You can detect contextual anomalies in time-series applying simple statistics, such as Z-score.

The Z-score measures how far a data point is away from the mean as a signed multiple of the standard deviation. Large absolute values of the Z-score suggest an anomaly.

zscore = (x - avg) / stddev

  • x is the current value of the data point you are evaluating
  • avg is the mean of the population
  • stddev is the standard deviation of the population

Testing a Z-score based algorithm for anomaly detection

Let’s see an application of the Z-score for real-time anomaly detection:

In the graph above, the x-axis represents time and the y-axis a quantity. We want to get notified when such kind of an anomaly takes place in the data, in this case an unusual decrease in the quantity.

First thing is choosing a data context:

In time-series, nearby data points tend to be more similar than far away data points.

That means most of the time the best context is last n minutes of data given a data point you want to evaluate. Or if you want to take into account seasonality, the same period of time for the previous day, month or year.

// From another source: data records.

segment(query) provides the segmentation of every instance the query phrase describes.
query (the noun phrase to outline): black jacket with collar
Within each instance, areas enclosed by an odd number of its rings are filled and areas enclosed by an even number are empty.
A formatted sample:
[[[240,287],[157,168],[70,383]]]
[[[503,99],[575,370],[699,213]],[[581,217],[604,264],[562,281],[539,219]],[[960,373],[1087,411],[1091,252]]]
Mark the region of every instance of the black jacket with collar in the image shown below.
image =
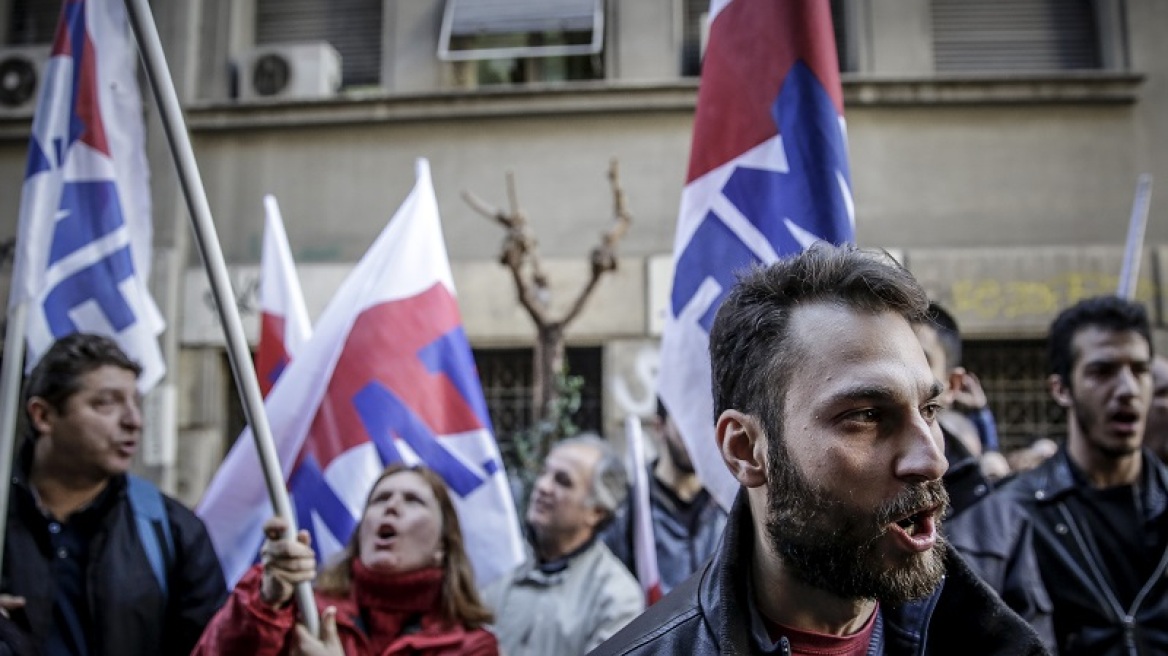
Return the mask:
[[[760,653],[751,637],[747,598],[753,541],[750,507],[740,492],[713,559],[592,655]],[[929,598],[900,607],[881,606],[869,654],[1047,653],[1034,631],[948,548],[945,566],[945,580]]]
[[[1168,468],[1146,450],[1143,463],[1150,468],[1143,520],[1163,527]],[[956,518],[946,527],[949,540],[1063,656],[1168,653],[1168,552],[1123,608],[1095,540],[1067,503],[1080,489],[1064,449]]]
[[[56,588],[48,522],[27,482],[32,461],[25,444],[13,472],[0,592],[25,598],[13,619],[39,645],[53,627]],[[227,597],[219,560],[202,520],[163,497],[175,553],[167,553],[167,595],[154,578],[126,491],[126,477],[110,479],[108,510],[89,542],[84,594],[89,606],[90,653],[189,654]],[[167,549],[163,547],[164,551]],[[2,653],[2,652],[0,652]]]

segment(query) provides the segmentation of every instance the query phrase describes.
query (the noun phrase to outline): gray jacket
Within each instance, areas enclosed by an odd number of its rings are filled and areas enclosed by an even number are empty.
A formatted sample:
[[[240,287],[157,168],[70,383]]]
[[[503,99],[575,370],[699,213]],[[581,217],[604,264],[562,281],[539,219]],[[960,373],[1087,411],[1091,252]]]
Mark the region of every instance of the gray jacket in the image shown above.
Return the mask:
[[[636,579],[600,540],[542,568],[529,557],[483,598],[508,656],[583,654],[645,609]]]

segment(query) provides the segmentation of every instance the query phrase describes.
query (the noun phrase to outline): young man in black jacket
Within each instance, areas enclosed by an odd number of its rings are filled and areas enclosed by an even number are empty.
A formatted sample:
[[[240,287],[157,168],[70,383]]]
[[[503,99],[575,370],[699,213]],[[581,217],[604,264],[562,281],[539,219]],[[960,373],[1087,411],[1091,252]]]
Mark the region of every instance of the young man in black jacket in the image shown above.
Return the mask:
[[[42,654],[188,654],[226,597],[202,521],[127,476],[140,371],[112,340],[78,333],[29,375],[0,608]]]
[[[1041,654],[945,544],[942,388],[905,269],[813,246],[746,275],[710,331],[742,484],[713,561],[596,654]]]
[[[1051,324],[1064,447],[948,525],[954,546],[1063,656],[1168,653],[1168,468],[1142,448],[1143,306],[1085,299]]]

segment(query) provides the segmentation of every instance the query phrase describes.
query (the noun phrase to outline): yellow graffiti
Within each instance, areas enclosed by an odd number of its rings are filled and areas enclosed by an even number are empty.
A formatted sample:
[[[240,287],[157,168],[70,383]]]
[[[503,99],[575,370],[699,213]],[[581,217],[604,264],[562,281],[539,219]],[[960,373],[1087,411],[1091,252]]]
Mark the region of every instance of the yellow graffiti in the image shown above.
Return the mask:
[[[957,316],[982,320],[1049,318],[1089,296],[1114,294],[1119,276],[1103,273],[1064,273],[1047,280],[957,280],[949,288],[951,309]],[[1155,285],[1140,280],[1136,300],[1152,301]]]

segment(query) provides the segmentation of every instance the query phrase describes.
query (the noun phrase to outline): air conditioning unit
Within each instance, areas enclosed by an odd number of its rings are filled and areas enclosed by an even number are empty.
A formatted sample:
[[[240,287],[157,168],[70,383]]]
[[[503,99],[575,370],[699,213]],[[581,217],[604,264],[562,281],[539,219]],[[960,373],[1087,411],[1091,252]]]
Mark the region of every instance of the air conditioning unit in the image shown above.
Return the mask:
[[[0,118],[32,116],[48,61],[48,45],[0,48]]]
[[[257,46],[236,67],[240,100],[327,98],[341,88],[341,55],[325,41]]]

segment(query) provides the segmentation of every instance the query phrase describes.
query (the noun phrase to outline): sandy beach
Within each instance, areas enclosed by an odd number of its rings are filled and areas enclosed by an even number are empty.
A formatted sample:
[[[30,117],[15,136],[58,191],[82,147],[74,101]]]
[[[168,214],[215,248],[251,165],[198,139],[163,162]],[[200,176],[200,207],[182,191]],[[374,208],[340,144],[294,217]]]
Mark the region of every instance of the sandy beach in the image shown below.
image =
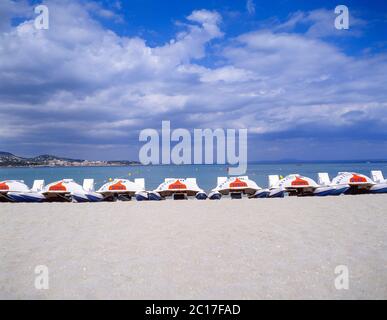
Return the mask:
[[[387,195],[0,203],[0,298],[386,299]]]

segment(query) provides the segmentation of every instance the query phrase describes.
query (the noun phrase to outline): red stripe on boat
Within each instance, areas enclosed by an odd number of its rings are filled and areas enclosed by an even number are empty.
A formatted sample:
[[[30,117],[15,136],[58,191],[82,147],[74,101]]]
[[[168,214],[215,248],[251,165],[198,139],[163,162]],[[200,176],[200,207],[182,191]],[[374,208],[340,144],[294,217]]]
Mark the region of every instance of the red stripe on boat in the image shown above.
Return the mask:
[[[57,184],[54,184],[48,190],[49,191],[67,191],[66,187],[63,185],[63,182],[59,182]]]
[[[176,180],[176,182],[168,186],[168,189],[187,189],[187,186],[184,183],[181,183],[179,180]]]
[[[3,191],[9,190],[9,187],[5,182],[3,182],[3,183],[0,183],[0,190],[3,190]]]
[[[299,177],[296,177],[296,179],[292,181],[292,186],[309,186],[309,182]]]
[[[357,174],[353,174],[350,182],[367,182],[367,179],[361,176],[358,176]]]
[[[230,183],[230,188],[243,188],[243,187],[247,187],[247,183],[239,180],[238,178],[236,178],[235,181]]]
[[[126,190],[126,187],[125,187],[124,184],[122,184],[121,181],[118,181],[117,183],[112,184],[112,185],[109,187],[109,190]]]

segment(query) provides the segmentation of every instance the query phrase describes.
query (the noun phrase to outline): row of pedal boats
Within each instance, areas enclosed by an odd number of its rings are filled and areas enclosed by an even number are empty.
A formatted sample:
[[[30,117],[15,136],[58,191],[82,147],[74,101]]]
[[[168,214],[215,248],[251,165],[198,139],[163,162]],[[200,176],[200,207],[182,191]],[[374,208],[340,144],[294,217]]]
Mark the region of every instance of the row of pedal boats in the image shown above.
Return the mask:
[[[21,180],[5,180],[0,181],[0,202],[219,200],[387,193],[387,180],[379,170],[371,171],[371,178],[355,172],[339,172],[332,180],[328,173],[319,173],[318,182],[299,174],[286,177],[270,175],[268,182],[268,188],[261,188],[248,176],[218,177],[217,186],[207,194],[198,186],[195,178],[167,178],[153,191],[146,191],[144,179],[114,179],[98,190],[95,190],[93,179],[85,179],[83,185],[73,179],[47,185],[44,180],[35,180],[31,189]]]

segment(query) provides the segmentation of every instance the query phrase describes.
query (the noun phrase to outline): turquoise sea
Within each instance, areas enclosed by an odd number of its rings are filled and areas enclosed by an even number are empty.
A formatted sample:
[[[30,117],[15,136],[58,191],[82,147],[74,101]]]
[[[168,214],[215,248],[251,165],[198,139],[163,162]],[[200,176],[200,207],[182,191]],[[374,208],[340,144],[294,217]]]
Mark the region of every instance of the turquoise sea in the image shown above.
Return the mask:
[[[152,165],[129,167],[39,167],[0,168],[1,180],[24,180],[29,186],[35,179],[46,183],[72,178],[82,184],[83,179],[93,178],[96,187],[109,178],[145,178],[146,189],[156,188],[165,178],[197,178],[198,185],[208,191],[216,186],[218,176],[227,176],[227,165]],[[299,173],[317,180],[318,172],[328,172],[331,179],[339,171],[355,171],[370,175],[371,170],[382,170],[387,176],[387,162],[332,162],[332,163],[268,163],[249,164],[246,175],[261,187],[267,186],[269,174]]]

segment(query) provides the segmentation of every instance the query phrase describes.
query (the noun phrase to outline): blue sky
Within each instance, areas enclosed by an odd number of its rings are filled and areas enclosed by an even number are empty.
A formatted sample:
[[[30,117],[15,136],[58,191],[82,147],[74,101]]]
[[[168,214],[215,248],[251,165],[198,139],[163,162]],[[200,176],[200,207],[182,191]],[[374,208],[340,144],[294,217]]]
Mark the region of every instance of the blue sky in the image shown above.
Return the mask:
[[[0,3],[0,150],[137,159],[170,120],[248,128],[249,160],[387,158],[385,1],[52,0],[36,30],[40,3]]]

A very basic anomaly detection algorithm would be:

  • Take 30 minutes of data prior to a given timestamp.
  • Remove outliers from the sample, and calculate the average and standard deviation of your metric (you could use median based statistics as well).
  • Calculate the Z-score for a series of data points, comparing to the context average and standard deviation.
  • To avoid locality in the anomalies, do some aggreggations. For instance, you can work in groups of ten seconds and consider an anomaly if the Z-score is beyond the threshold during a period of time.
  • Return ‘ok’ or ‘error’ depending on the Z-score value, a threshold of ±2 would work.

In the graph above, for any period in which the zscore is under -2 (which is a value that makes sense statistically) the anomaly status is 1 which means there’s a contextual anomaly, otherwise it’ll return 0.

You can find here an example of a Z-score based anomaly detection algorithm written in SQL.

Real-time anomaly detection

Anomaly detection systems are really valuable when you can react to unexpected events as they happen. You need a product that has at least these three features:

  • Able to handle large production datasets, updated very frequently, ideally from an events stream (think for instance in the volume of HTTP requests coming from a CDN provider)
  • Customizable: Even when you use an algorithm that can learn from itself, it’s sometimes required some domain knowledge to support corner cases, avoid false positives, etc.
  • Easy to integrate: Anomaly detection is just one step of the process, but then you might need integrate to an alerting system, a visualization software to understand or explore the data, or some capabilities for actionable outputs.


Some caveats when manually building this kind of anomaly detection processes:

  • Normalize your data: quantities in the same units, dates in the same timezone, etc.
  • When talking about real-time, make sure everyone understands it as something that happened in the last 10 to 20 seconds.
  • Avoid false positives as much as possible. There’s nothing worse in an alerting system, than being notified from events that don’t require your attention.
  • Add context to your notifications: a graph snapshot of the time-series and data point that fired the alert, brief explanation on the reason, thresholds configured, actionable links or tools for further exploration, etc.

A real example

One of Tinybird’s customers, a large retailer, wishes to be notified of sudden changes in their sales numbers. If something is preventing sales or causing sales to spike, they want to know about it immediately.

How we do it:

  • We ingest all sales transactions in real-time using our Kafka Connector.
  • Since the transactions are in JSON, we extract and materialize on ingestion all the values we need onto another Tinybird data source.
  • We write our anomaly detection logic in SQL in a Tinybird Pipe that we expose as an API endpoint.
  • We query the endpoint every X seconds: if we detect an anomaly, an alert is triggered (in this case, a message in a Microsoft Teams chat)

Alerts of course is just one way to exploit real-time data. What’s interesting about doing this with Tinybird is that, once you have ingestion set up, you can do many more things with that data.

Those transactions can be used for real-time analysis, to build data products such as operational dashboards, to build analytics for end-consumers, to expose APIs for other areas of the organization and much more. Every new use case is just one SQL query away.